The Stone Markers of the Choisi-Michi Pilgrimage Route

   

180 stone markers, spaced 109 meters apart, line the Choisi Michi trail leading to Koyasan, the seat of Shingon Buddhism and the resting place of Kukai, its founder and most illustrious thinker.  Each marker has its own history and stories surrounding it. Photographing each pillar as I walked up the last 7 km. of the trail in the rain unexpectedly became a meditative practice. The inpouring of sensations as one walks among so many living entities and elements making their home in the environs of the trail can be overwhelming.  Cascades of ferns, innumerable branches of hinoki and sugi, the rushing of water among stones, the call of crows in the distance.
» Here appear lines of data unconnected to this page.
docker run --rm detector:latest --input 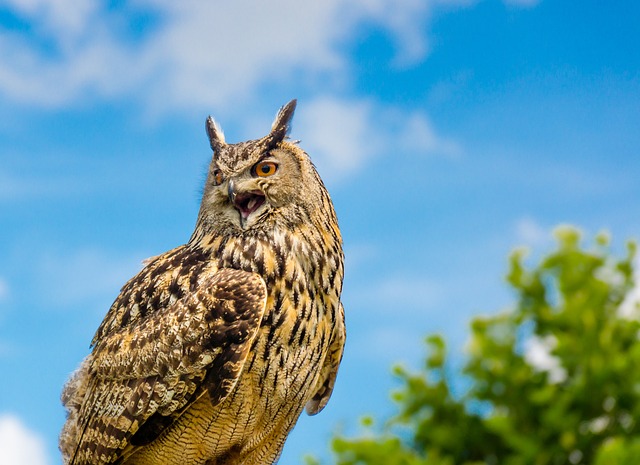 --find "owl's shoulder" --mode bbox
[92,244,217,345]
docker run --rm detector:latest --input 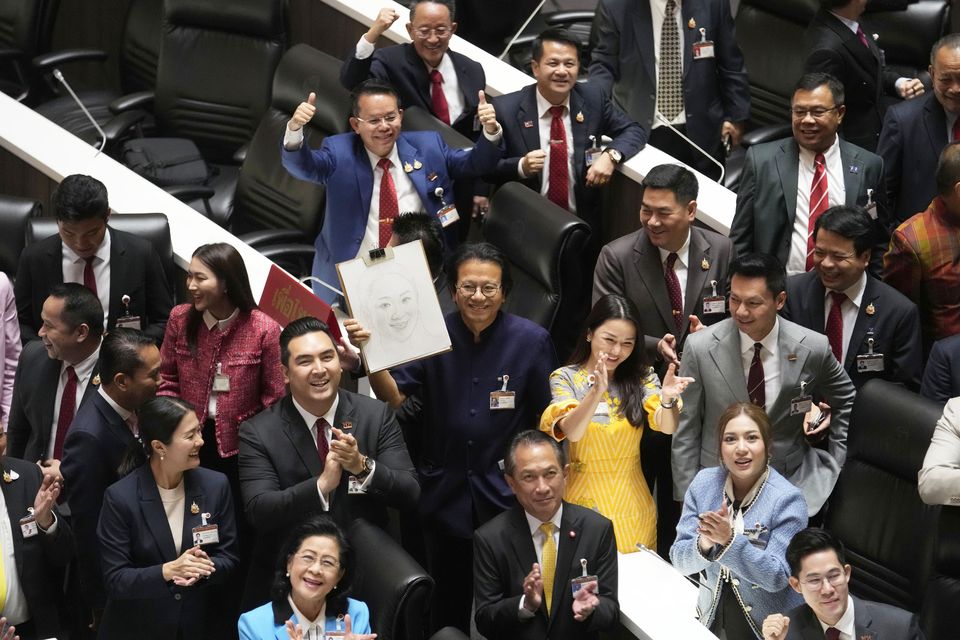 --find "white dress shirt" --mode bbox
[354,36,466,125]
[46,346,100,459]
[823,272,867,365]
[60,229,111,330]
[650,0,688,129]
[517,89,577,213]
[737,318,780,414]
[657,230,690,311]
[787,138,847,276]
The markers helped to steady me a bit. I thank them for that.


 


Thursday, January 2, 2014

A Camphor Tree in the Dark


A Camphor Tree in the Dark

Sometimes the image does all the talking.  And sometimes the tree in the image is doing the talking in all the talking.  This aged camphor tree, a Shinto shrine in the very heart of Wakayama, is a must visit spot each time I return to Japan with a new group of students to hike the Kumano Kodo Pilgrimage Route.  A sporadic stream of people, some homeless, some well-dressed, some young and some old, visit this site throughout the day and into the night.  Humans gather with crows and ferns and feral cats and all other manner of living creature to find a moment of solitude, to offer a word of thankfulness, to seek consolation.  Or simply to be in the presence of the tree's ministry.

I have photographed a series of images of this tree, mostly at night.  Interestingly, in this particular image the outpouring of light from the city illuminates the sky turning it into a spectral backdrop, even as the many lamps lining the paths of the park in which the tree is found provide foreground and accent lights.  The tree, it turns out, is posing in a vast photographic studio constituted by a flood of urban illumination.

Urban light pollution is often and rightfully mourned as one of a host of factors cutting off us denizens of the contemporary techno-imperium from the living stuff of creation.  Or at least cutting us off from how the world is shared with creatures far more accustomed to the dark than we are.  In wiping away darkness from the night, have we not lost contact with our own dark natures?  Which is to say those aspects of the world that befuddle our senses, or at least our vision.  The world is not always ours to grasp at a distance, the darkness teaches.  And when distances do appear in the unobstructed darkness of the night, they are the magnificent and harrowing heights of the stars spreading out and dancing in a great circle over the sleeping earth.  For us humans to look into the night sky that is full of the night calls for humility and daring. Losing the night diminishes us.

Yet, this image of a camphor tree, I must confess, is a striking one.  And I hunger to return night after night to see what new revelations it might have in store.  The urban night lights afford nature a shining forth that is not to be found otherwise for human capacities.  What to do then with this blasphemy that is also a blessing?